Here’s What Happened When One University Asked Everyone for Ideas to...

Digital Learning

Here’s What Happened When One University Asked Everyone for Ideas to Reinvent Campus

By Jeffrey R. Young     Nov 21, 2018

Here’s What Happened When One University Asked Everyone for Ideas to Reinvent Campus

Here’s an idea for revolutionizing a college campus: run a zipline from one prominent building to another. That would help keep pathways less crowded and could be opened to the public on weekends to generate new revenue.

That was one of about 24,000 suggestions sent in last week during a two-day online discussion asking students, faculty, staff, alumni and anyone else to make suggestions for what Long Beach State University should look like in the year 2030.

While the zipline suggestion was likely tongue-in-cheek, transportation was a key theme (not surprisingly for a campus based in Southern California). For designers of the online discussion, perhaps the biggest challenge was figuring out how to run such a large-scale online brainstorming session without it devolving into petty complaints about parking or a general airing of grievances.

The solution was to make the online discussion feel like a game. Attendees submitted ideas in the form of cards (limited to 280-characters, like a Tweet), and let players win points when other users added links or other suggestions to the original idea.

“Everything's meant to incentivize and inspire you to talk to other people and try to look at a problem from other people's point of view,” said Jane McGonigal, director of games research and development at the Institute for the Future, which was hired to lead the online discussion.

The discussion was one part of a larger strategic planning effort by the university that is expected to take two years.

“This is to really get community input on what are the big ideas for the future,” said Dhushy Sathianathan, vice provost for academic planning for the university, who helped coordinate the discussion effort.

To participate, users had to set up an account or log in with their Twitter or Facebook identities, so there were no anonymous trolls posting. Sathianathan said 98 percent of the 3,600 people who chimed in had some direct connection to campus.

No comments were deleted or modified. “We didn’t want any kind of editing on this,” he added.

Not surprisingly, one of the most popular ideas boiled down to two words: "free tuition."

There were disagreements. One involved how much corporate involvement to allow on campus. On one extreme, some participants suggested inviting major companies to set up mini-campuses on campus.
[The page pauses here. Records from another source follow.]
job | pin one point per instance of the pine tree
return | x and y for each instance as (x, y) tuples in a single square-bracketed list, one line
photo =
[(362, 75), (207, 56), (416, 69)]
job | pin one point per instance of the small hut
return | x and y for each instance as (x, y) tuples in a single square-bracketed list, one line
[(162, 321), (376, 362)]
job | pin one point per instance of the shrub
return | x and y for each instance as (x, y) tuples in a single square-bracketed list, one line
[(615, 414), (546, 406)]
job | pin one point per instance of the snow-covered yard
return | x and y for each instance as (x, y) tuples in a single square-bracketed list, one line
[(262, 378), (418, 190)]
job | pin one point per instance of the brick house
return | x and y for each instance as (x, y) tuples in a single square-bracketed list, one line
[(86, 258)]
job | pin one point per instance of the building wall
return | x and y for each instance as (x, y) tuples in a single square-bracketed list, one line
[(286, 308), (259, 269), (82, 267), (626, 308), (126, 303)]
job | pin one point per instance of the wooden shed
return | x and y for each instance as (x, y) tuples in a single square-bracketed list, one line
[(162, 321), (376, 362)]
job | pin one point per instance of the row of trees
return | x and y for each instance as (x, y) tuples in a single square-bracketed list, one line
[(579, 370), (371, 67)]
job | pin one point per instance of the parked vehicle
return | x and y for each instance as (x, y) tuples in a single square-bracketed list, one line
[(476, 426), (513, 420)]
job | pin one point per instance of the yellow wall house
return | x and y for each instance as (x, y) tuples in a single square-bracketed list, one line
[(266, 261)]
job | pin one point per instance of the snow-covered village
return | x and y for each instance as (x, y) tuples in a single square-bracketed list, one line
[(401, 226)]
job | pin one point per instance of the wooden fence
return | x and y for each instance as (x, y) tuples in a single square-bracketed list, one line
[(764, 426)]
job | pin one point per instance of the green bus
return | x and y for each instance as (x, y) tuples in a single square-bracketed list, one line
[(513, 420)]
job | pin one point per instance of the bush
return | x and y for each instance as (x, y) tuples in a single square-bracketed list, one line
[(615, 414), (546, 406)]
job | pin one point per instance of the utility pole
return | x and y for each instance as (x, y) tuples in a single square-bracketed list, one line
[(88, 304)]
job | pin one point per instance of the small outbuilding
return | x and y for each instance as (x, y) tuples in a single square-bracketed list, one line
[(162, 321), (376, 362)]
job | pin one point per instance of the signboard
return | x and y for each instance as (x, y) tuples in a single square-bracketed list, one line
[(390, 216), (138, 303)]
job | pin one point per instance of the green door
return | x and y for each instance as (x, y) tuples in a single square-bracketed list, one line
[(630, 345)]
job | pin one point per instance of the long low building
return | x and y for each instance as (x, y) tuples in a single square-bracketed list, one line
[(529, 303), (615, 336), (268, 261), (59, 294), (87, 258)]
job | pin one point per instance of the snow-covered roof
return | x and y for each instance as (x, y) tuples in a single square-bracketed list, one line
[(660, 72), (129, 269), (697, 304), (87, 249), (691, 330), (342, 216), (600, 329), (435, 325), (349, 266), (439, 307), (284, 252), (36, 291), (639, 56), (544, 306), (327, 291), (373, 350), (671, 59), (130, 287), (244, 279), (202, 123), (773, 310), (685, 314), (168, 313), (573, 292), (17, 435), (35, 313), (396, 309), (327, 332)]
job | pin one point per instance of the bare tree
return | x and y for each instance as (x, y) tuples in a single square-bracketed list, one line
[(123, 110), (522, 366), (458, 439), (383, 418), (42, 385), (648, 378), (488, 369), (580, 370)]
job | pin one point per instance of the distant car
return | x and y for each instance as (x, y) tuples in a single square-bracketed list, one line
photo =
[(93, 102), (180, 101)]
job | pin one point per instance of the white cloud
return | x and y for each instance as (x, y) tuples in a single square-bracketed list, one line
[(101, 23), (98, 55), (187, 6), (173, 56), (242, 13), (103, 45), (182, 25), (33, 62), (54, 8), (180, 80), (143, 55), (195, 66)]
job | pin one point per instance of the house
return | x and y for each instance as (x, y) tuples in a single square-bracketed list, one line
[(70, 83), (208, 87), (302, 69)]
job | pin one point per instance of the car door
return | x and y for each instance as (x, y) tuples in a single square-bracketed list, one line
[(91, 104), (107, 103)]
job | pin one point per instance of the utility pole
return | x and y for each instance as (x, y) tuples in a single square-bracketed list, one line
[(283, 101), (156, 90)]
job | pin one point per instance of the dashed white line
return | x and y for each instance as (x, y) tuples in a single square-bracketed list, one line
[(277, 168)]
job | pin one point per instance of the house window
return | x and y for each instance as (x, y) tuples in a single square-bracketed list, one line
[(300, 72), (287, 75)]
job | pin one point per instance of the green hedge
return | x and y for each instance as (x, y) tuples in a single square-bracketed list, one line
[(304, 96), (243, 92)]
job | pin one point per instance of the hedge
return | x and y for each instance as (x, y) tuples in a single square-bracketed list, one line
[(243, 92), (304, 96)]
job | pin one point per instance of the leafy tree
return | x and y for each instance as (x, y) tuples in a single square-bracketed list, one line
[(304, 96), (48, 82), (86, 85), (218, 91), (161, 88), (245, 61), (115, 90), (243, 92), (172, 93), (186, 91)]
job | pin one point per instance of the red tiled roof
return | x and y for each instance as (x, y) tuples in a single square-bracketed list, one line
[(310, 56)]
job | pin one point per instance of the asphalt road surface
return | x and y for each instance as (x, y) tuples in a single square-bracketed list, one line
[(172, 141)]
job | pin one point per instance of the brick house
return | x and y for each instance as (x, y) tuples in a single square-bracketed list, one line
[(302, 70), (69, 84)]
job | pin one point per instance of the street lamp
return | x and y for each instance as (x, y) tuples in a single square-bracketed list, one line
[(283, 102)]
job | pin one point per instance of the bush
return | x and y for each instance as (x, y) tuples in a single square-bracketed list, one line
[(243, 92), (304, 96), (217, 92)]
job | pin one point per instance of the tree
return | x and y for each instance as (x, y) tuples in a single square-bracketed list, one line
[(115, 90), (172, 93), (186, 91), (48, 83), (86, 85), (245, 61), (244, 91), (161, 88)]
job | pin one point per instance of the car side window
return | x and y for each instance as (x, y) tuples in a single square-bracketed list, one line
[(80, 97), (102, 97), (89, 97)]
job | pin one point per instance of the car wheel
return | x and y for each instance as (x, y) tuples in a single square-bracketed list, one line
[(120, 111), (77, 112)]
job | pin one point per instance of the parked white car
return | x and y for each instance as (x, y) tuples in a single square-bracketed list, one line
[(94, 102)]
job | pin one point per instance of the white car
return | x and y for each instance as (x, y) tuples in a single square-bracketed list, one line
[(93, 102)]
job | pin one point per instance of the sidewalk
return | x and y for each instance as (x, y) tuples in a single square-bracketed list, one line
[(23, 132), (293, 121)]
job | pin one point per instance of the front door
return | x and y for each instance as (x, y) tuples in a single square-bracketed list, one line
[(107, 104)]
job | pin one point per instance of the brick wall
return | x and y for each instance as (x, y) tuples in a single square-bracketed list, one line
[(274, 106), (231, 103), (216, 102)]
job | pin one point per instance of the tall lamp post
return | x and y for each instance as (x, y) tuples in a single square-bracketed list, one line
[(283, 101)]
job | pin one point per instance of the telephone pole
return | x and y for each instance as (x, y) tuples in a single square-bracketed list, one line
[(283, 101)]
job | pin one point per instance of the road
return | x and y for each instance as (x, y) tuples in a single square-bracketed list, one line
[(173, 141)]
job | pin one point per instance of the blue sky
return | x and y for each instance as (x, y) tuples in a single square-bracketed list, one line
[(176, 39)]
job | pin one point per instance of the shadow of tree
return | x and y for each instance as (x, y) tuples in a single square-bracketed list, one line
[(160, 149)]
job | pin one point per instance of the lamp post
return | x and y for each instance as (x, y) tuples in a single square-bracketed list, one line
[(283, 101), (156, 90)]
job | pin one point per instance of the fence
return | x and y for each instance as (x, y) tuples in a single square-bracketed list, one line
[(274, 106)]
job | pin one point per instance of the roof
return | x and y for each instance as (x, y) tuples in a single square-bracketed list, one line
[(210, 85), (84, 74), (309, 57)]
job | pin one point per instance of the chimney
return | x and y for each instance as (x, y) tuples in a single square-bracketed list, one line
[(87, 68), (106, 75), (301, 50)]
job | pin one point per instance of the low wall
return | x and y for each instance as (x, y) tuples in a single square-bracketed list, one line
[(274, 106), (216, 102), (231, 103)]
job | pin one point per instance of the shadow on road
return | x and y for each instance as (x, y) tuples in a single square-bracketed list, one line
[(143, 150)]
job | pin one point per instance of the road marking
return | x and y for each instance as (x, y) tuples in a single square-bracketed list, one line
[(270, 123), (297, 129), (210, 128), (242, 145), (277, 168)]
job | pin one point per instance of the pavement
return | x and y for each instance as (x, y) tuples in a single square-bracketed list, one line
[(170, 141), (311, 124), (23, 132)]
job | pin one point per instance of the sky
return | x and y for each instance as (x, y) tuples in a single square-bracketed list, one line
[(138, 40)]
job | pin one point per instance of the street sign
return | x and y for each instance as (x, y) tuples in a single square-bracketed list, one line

As one wrote: “Maybe we could get more buy-in from other companies who would hire our students and possibly lower the cost to students.”

Others warned against that kind of corporate influence, though. “Becoming corporatized is a clear concern,” wrote one participant. “Even if it’s not Amazon, other corporations may have greater influence in the future. Let’s be proactive to determine other sources of revenue.”

Not all the imagined futures for the university were positive. Some worried that the rising cost of tuition and housing might force some students to pitch tents on campus as a more affordable living option.

Some wondered whether AI would—or should—replace professors by 2030. While some said that AI teaching assistants could free up faculty time to work more closely with students, one participant said, “I’m afraid of losing actual communication with professors and classmates.”

McGonigal, who designed the discussion interface, said the thing that surprised her most was how many people talked about environmental issues, in just about every subtopic of the overall discussion. One reason is that while the game was taking place, wildfires burned in the state, causing poor air quality. McGonigal herself had to evacuate her home temporarily due to dangerous conditions.

“Climate change kept bubbling up as an issue, whether they were talking about how should the majors change and what students are learning to what housing should be like or the future of athletics,” she said.

Some participants dreamed that by 2030 the campus could do away with cars on campus, and made suggestions for new amenities that could be built in prime locations that now house parking decks.